A group of Montreal, Quebec, lawyers — Marc-André Séguin, Francis Tourigny and Michael Simkin — have teamed up to help asylum seekers in Hong Kong who housed Edward Snowden in 2013.
The lawyers set up a non-governmental fundraising organization named For the Refugees in November for the individuals who sheltered the American whistleblower for about two weeks.
The asylum seekers said they wanted to leave Hong Kong and relocate to Canada.
“I would choose Canada… I heard I could have good protection and hopefully I could work,” 44-year-old Ajith Pushpakumara, a former soldier from Sri Lanka who arrived in Hong Kong in 2006, told the South China Morning Post.
Vanessa Mae Rodel, a Filipina mother of a 4-year-old girl, has lived in the city since 2010 but declined to say why she fled her home country.
“I can’t go back because something bad will happen to me, especially now with our new president,” Rodel told the Globe and Mail. “I think for me he could easily shoot me.
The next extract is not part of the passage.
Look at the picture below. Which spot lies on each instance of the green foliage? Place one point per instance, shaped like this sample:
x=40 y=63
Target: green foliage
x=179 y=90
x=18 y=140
He could do anything. All I want is for me and my daughter, my family, to be safe and have freedom. And I want to work and get an education for my daughter.”
Sri Lankan Supun Thilina Kellapatha, who lives in Hong Kong with his wife Nadeeka Dilrukski Nonis and their two children, said he was tortured in his homeland.
The group of Montreal lawyers are now pressuring the Canadian government to assist in resettling the families.
“The first objective is to make people aware of who these families are and what they have done, the second is to collect donations so their basic needs can be met, and the third is to provide Canadians a vehicle to voice their concern and tell the Canadian government they feel these families belong in their communities,” Séguin told the Sunday Morning Post.
Human rights lawyer, Robert Tibbo, who helped Snowden hide in Hong Kong and has represented the three families since 2012, said he has been speaking with Séguin, Tourigny and Simkin over the last few months.
Tibbo hopes Canadian Prime Minister Justin Trudeau would carry out the promise he made at the UN conference in September to support refugees.
“I would expect that Mr. Trudeau will follow through on that commitment,” he said.
Tibbo said relocating to a third country would be good for the three families.
“The Hong Kong government has completely failed to meet these families’ basic needs and the acceptance rate is effectively zero,” he opined. “This means they will have to return to their countries eventually.”
Hong Kong doesn’t resettle asylum seekers, but it is required to screen torture claims.
“If Hong Kong was fulfilling its international legal obligations towards asylum seekers, there would not be this dilemma today with these families,” Tibbo said.